En théorie, ce dernier ne devrait être que temporaire. «D’autant que les marchés oublient l’influence de la Chine, qui freine soudainement sur le crédit et sur le prix des matières premières depuis mai, ainsi que les effets de l’emploi américain, bien au-dessous de son creux de 2009 quand on regarde aussi le taux de participation, ainsi que des loyers, dont l’évolution réelle met du temps à se répercuter dans les chiffres CPI», nuance Albert Edwards, stratégiste Alternative View de Société Générale CIB. Selon lui, une erreur de «sur-appréciation» pourrait aussi être dommageable pour les marchés.

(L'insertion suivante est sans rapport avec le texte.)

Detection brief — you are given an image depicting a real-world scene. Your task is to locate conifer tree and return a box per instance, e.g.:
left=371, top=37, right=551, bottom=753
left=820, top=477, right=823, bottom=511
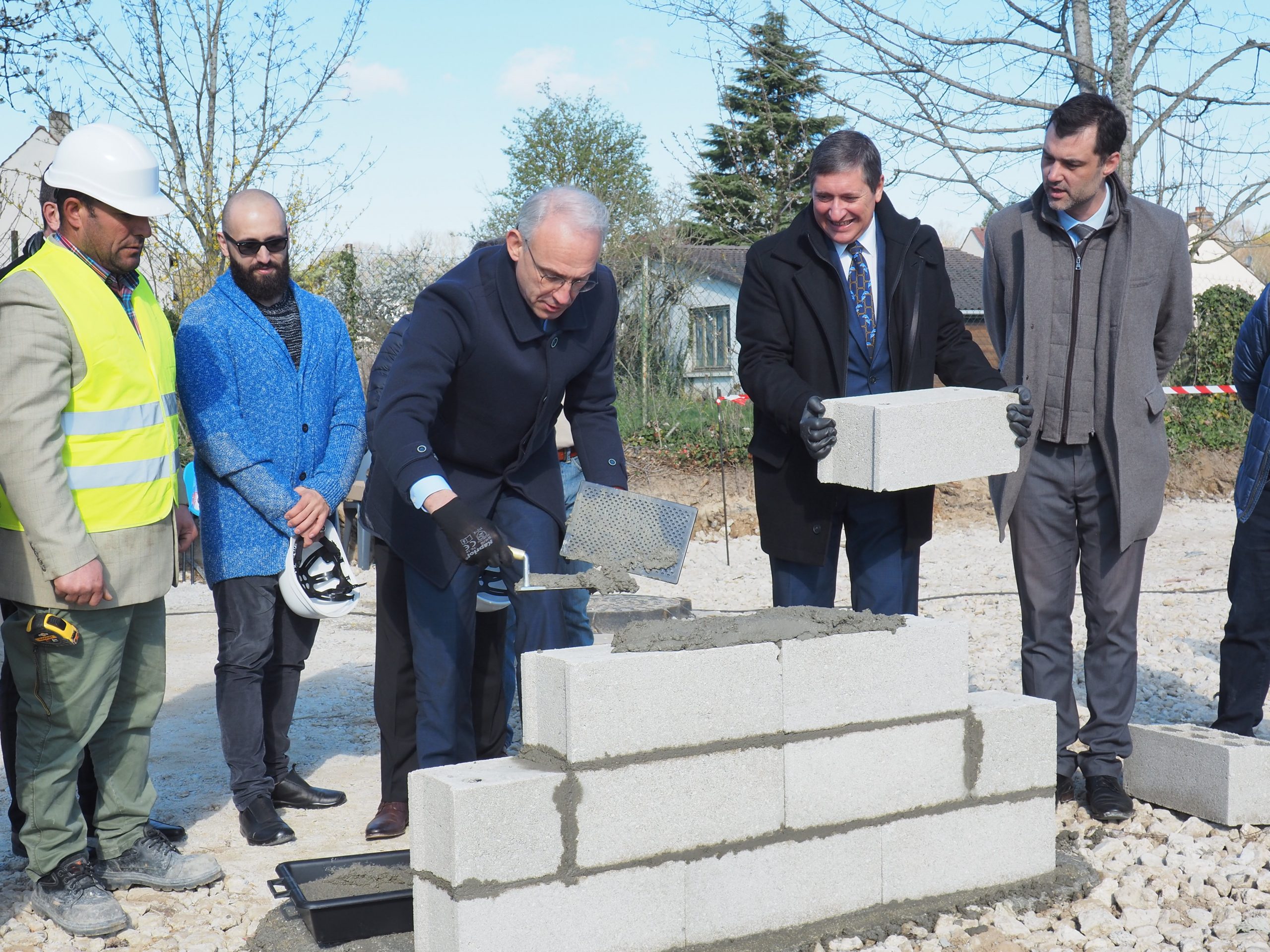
left=690, top=10, right=842, bottom=244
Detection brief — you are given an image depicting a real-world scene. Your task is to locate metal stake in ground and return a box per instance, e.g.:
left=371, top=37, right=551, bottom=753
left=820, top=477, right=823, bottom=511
left=715, top=387, right=732, bottom=565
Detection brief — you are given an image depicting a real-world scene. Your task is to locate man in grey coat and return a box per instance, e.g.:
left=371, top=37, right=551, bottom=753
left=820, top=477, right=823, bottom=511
left=983, top=94, right=1193, bottom=821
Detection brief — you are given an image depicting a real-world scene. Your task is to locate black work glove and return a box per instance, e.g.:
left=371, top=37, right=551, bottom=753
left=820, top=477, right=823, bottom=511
left=1001, top=383, right=1036, bottom=447
left=432, top=498, right=519, bottom=578
left=798, top=397, right=838, bottom=460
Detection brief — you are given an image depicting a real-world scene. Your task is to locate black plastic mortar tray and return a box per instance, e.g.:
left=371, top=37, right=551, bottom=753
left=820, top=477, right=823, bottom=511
left=269, top=849, right=414, bottom=946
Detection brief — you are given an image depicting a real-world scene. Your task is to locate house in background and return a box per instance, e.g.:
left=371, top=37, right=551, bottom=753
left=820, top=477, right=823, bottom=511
left=957, top=227, right=984, bottom=258
left=0, top=112, right=71, bottom=264
left=669, top=245, right=749, bottom=396
left=1186, top=206, right=1266, bottom=297
left=0, top=112, right=174, bottom=306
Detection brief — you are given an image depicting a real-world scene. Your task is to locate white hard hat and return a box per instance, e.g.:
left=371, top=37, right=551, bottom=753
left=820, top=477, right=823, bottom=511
left=45, top=122, right=177, bottom=218
left=278, top=522, right=362, bottom=618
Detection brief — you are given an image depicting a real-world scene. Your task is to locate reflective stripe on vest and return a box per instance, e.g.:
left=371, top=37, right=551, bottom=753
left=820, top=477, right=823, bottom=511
left=62, top=394, right=177, bottom=437
left=0, top=242, right=179, bottom=532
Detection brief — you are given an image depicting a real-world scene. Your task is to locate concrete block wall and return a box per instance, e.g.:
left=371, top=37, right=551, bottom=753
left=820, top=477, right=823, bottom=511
left=817, top=387, right=1018, bottom=491
left=1124, top=723, right=1270, bottom=827
left=410, top=618, right=1054, bottom=952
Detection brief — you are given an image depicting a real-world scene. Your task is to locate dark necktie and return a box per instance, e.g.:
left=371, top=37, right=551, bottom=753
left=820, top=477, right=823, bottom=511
left=847, top=241, right=878, bottom=359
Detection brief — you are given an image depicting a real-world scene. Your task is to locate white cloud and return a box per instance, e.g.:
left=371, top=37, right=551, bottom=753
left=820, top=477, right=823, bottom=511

Tout cela s’ajoute à des effets de base dans les statistiques et peut faire bouger les anticipations d’inflation. Que nous disent ces dernières ? Sur les marchés, les swaps 5 ans dans 5 ans ont baissé depuis deux semaines de 2,38% à 2,23%. Et les points morts «breakeven» (différence entre taux nominaux et taux réels constatés dans les obligations indexées, Tips) ont atteint des points hauts en début de semaine dernière (2,95% à 2 ans, 2,77% à 5 ans, 2,56% à 10 ans) mais en envoyant deux messages : celui d’une baisse ensuite, et surtout d’une baisse à très long terme puisque leur niveau diminue avec les maturités. La vue sur ces instruments financiers est cependant biaisée par leur prime de liquidité notable et plus volatile dernièrement que les anticipations d’inflation elles-mêmes.
Crainte des ménages
Les ménages semblent plus inquiets et la dernière enquête sur le sentiment des consommateurs par l’Université du Michigan a vu leur indice de confiance tomber à un creux de trois mois de 82,8 en mai, après 88,3 en avril, essentiellement à cause de leur crainte d’une forte hausse des prix. Après avoir fait la queue dans les stations services à cause du piratage du pipeline Colonial, les Américains – «pour lesquels une forte variation des prix de l’essence a un impact sur les anticipations d’inflation», rappelle l’économiste Brett Ryan chez Deutsche Bank – ont déclaré qu’ils s’attendaient à une augmentation de 4,6% de l’inflation au cours de la prochaine année, le niveau le plus élevé depuis une décennie. Pour 43% des répondants, les prix pourraient augmenter d’au moins 5%.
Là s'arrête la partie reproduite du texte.